La-qualité-d'une-civilisation-ne-se-mesure-pas-elle-s'apprécie-de-précieux

« De tels chiffres ont une vertu: ils nous rappellent les maux très réels qui grevaient le passé, ils nous invitent à ne pas négliger les bienfaits de la modernité. Cependant, la publicité dont bénéficient les ouvrages que vous citez tient au fait qu'ils sont d'abord des outils de propagande, destinés à rassurer des populations que l'évolution de la situation rend de plus en plus inquiètes. Il s'agit, à grand renfort de courbes et de tableaux, de faire douter les gens de ce qu'ils voient, de ce qu'ils entendent et de ce qu'ils ressentent. Il y aurait, d'un côté, les faits attestés, selon lesquels le monde va de mieux en mieux ; et, de l'autre, des angoisses infondées, engendrées par des prophètes de malheur. Remarquons quand même que ce sont des études scientifiques qui, par exemple, disent que le climat se dérègle, que les espèces vivantes disparaissent, que les sols se dégradent, que la terre est sollicitée au-delà de ses capacités de régénération, etc. S'il est des statistiques gaillardes, il en est d'autres, atterrantes. Et ce sont des sensibilités non pas pathologiquement dépressives mais, au contraire, tout à fait saines qui constatent la difficulté croissante à mener une vie qui ait un sens [[ oui, seulement, si nous nous ensevelissons dans une vie que de chiffres, de fausses…données !]], à élever des enfants, à s'inscrire dans une histoire, à envisager l'avenir avec confiance. Orwell, dans Un peu d'air frais, roman beaucoup moins célèbre que 1984, mais qui mérite tout autant d'être lu, s'interroge: la vie de la plupart des Anglais, avant la Grande Guerre, était plus rude que celle de leurs successeurs ; pourtant, «les gens avaient alors quelque chose qu'ils n'ont pas aujourd'hui. Quoi? C'est simplement que l'avenir ne leur apparaissait pas terrifiant...[[ plutôt, que leur intime n’avait été intimé à le gober. Parce que ? Plus la qualité de nos vies intérieure reste puissante moins ils  peuvent nous faire gober quoi que ce soit !]]

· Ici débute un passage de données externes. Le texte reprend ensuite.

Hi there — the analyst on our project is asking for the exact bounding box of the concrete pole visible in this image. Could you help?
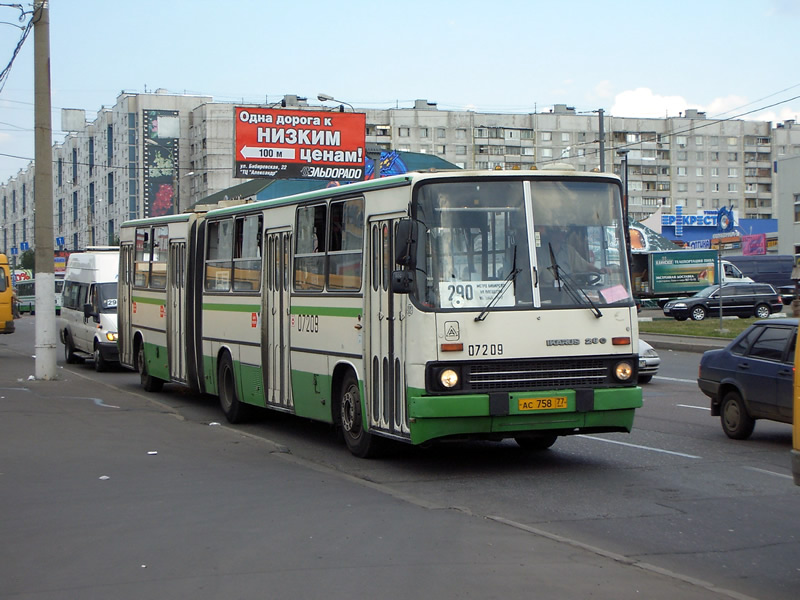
[33,0,57,379]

Le prurit qui rongeait Rhodes, d’annexer perpétuellement de nouveaux territoires, est également l’obsession malsaine qui travaille en permanence l’économie régressive capitaliste, toujours en quête de nouveaux marchés à ouvrir, de nouveaux «gisements de valeur» à exploiter [[ce désastre que « d’exploiter » puisque c’est aller contre, contre et toujours contre…et pourquoi qui « va toujours contre » aurait, automatiquement, raison ? Exploiter ne fait-il pas ressentir, que c’est bien avoir sempiternellement tort que d’agir de manière aussi…lâche et relâchée ?]] – quand bien même il n’y a plus de contrées terrestres à coloniser, et que les astres demeurent inaccessibles. Alors, il faut plus que jamais faire semblant d’innover. Qu’appelle-t-on aujourd’hui une innovation ? Une procédure ou un dispositif qui permette de mettre en exploitation [[ cela commence mal…]] un pan de la réalité qui, jusque-là, avait échappé au processus productiviste et marchand. Cependant, l’innovation ainsi entendue ne suffit pas : encore faut-il lui découvrir des débouchés rentables [[à entendre « rentrables » - ceci finit encore plus mal par abus de…simplismes mentaux : rien, dans la réalité, ne fonctionne aussi platement !]].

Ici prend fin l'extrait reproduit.